I'm sure that other people have answered this, but in both LinkedList and ArrayList, contains() just calls indexOf(), which iterates over the collection.
It's possible that there are tiny performance differences, both between LinkedList and ArrayList, and between contains and foreach, there aren't any big differences.
This makes no differency since contains(o) calls indexOf(o) which simply loops like this:
for (int i = 0; i < size; i++)
if (o.equals(elementData[i]))
return i;
(Checked in ArrayList)
Without benchmarking, contains should be faster or the same in all cases.
For 1 and 2, it doesn't need to call the iterator methods. It can loop internally. Both ArrayList and LinkedList implement contains in terms of indexOf
ArrayList - indexOf is a C-style for loop on the backing array.
LinkedList - indexOf walks the linked list in a C-style for loop.
For 3 and 4, you have to distinguish between containsKey and containsValue.
3. HashMap, containsKey is O(1). It works by hashing the key, getting the associated bucket, then walking the linked list. containsValue is O(n) and works by simply checking every value in every bucket in a nested for loop.

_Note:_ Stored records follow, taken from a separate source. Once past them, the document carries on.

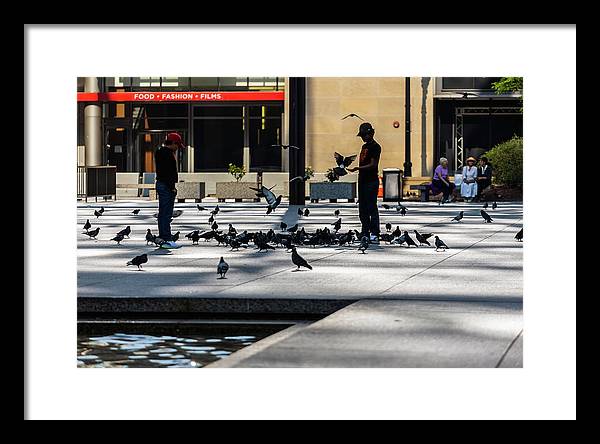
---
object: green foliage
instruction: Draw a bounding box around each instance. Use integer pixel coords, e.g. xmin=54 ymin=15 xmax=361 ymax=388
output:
xmin=305 ymin=166 xmax=315 ymax=179
xmin=492 ymin=77 xmax=523 ymax=111
xmin=227 ymin=163 xmax=246 ymax=182
xmin=483 ymin=136 xmax=523 ymax=188
xmin=325 ymin=168 xmax=340 ymax=182
xmin=491 ymin=77 xmax=523 ymax=95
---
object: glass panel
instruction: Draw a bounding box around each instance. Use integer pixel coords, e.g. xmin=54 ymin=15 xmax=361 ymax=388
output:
xmin=442 ymin=77 xmax=474 ymax=90
xmin=194 ymin=105 xmax=243 ymax=118
xmin=190 ymin=77 xmax=219 ymax=90
xmin=77 ymin=77 xmax=85 ymax=92
xmin=249 ymin=115 xmax=282 ymax=172
xmin=144 ymin=104 xmax=188 ymax=118
xmin=473 ymin=77 xmax=501 ymax=90
xmin=142 ymin=118 xmax=188 ymax=131
xmin=194 ymin=117 xmax=244 ymax=172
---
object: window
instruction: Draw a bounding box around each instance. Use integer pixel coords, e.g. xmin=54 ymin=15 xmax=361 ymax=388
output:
xmin=441 ymin=77 xmax=501 ymax=90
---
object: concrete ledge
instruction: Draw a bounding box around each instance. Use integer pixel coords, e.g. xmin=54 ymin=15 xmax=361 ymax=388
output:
xmin=77 ymin=297 xmax=355 ymax=316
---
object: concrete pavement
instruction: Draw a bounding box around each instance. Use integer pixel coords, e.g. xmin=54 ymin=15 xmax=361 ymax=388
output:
xmin=78 ymin=198 xmax=523 ymax=367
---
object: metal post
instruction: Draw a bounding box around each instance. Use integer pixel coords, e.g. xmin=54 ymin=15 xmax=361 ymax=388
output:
xmin=84 ymin=77 xmax=102 ymax=166
xmin=288 ymin=77 xmax=306 ymax=205
xmin=403 ymin=77 xmax=412 ymax=177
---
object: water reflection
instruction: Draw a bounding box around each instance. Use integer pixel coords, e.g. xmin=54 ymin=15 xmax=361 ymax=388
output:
xmin=77 ymin=331 xmax=266 ymax=368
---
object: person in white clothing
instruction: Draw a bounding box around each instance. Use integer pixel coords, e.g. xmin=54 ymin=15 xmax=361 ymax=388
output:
xmin=460 ymin=157 xmax=479 ymax=202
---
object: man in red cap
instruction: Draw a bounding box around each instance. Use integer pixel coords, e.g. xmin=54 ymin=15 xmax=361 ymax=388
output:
xmin=154 ymin=132 xmax=185 ymax=248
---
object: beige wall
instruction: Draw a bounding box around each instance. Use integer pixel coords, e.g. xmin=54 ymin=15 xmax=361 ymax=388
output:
xmin=306 ymin=77 xmax=435 ymax=179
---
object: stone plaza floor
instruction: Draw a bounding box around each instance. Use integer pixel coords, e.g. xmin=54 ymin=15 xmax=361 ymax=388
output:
xmin=77 ymin=198 xmax=523 ymax=367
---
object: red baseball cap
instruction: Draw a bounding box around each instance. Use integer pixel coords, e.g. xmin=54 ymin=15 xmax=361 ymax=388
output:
xmin=166 ymin=132 xmax=185 ymax=148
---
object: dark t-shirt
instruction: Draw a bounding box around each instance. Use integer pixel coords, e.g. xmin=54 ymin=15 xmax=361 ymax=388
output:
xmin=155 ymin=146 xmax=178 ymax=188
xmin=358 ymin=140 xmax=381 ymax=183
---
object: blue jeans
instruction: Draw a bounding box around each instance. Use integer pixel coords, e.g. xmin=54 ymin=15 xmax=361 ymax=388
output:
xmin=156 ymin=181 xmax=176 ymax=241
xmin=358 ymin=179 xmax=380 ymax=236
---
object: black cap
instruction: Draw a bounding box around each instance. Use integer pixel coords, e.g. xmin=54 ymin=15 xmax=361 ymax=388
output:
xmin=357 ymin=122 xmax=374 ymax=137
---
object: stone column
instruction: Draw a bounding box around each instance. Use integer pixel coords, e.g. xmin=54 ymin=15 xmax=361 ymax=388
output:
xmin=84 ymin=77 xmax=102 ymax=166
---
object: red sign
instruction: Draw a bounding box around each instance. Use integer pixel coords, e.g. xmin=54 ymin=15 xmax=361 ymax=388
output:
xmin=77 ymin=91 xmax=284 ymax=102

4. TreeMap, containsKey is O(log n). It checks whether it's in range, then searches the red-black tree. containsValue, which is O(n), uses an in-order walk of the tree.
ArrayList.contains does
return indexOf(o) >= 0;
where
public int indexOf(Object o) {
if (o == null) {
for (int i = 0; i < size; i++)
if (elementData[i]==null)
return i;
} else {
for (int i = 0; i < size; i++)
if (o.equals(elementData[i]))
return i;
}
return -1;
}
It's similar for LinkedList, only it uses .next() to iterate through the elements, so not much difference there.
public int indexOf(Object o) {
int index = 0;
if (o==null) {
for (Entry e = header.next; e != header; e = e.next) {
if (e.element==null)
return index;
index++;
}
} else {
for (Entry e = header.next; e != header; e = e.next) {
if (o.equals(e.element))
return index;
index++;
}
}
return -1;
}
HashMap.containKey uses the hash of the key to fetch all keys with that hash (which is fast) and then uses equals only on those keys, so there's an improvement there; but containsValue() goes through the values with a for.
TreeMap.containsKey seem to do an informed search using a comparator to find the Key faster, so still better; but containsValue still seems to go through the entire three until it finds a value.
Overall I think you should use the methods, since they're easier to write than doing a loop every time :).
I think using contains is better because generally the library implementation is more efficient than manual implementation of the same. Check out if you can during object construction or afterwards pass a comparator method that you have written which takes care of your custom equals and hashcode implementation.
Thanks,
Krishna
Traversing the container with foreach/iterator is always O(n) time.
ArrayList/LinkedList search is O(n) as well.
HashMap.containsKey() is O(1) amortized time.
TreeMap.containsKey() is O(log n) time.
For both HashMap and TreeMap containsValue() is O(n), but there may be implementations optimized for containsValue() be as fast as containsKey().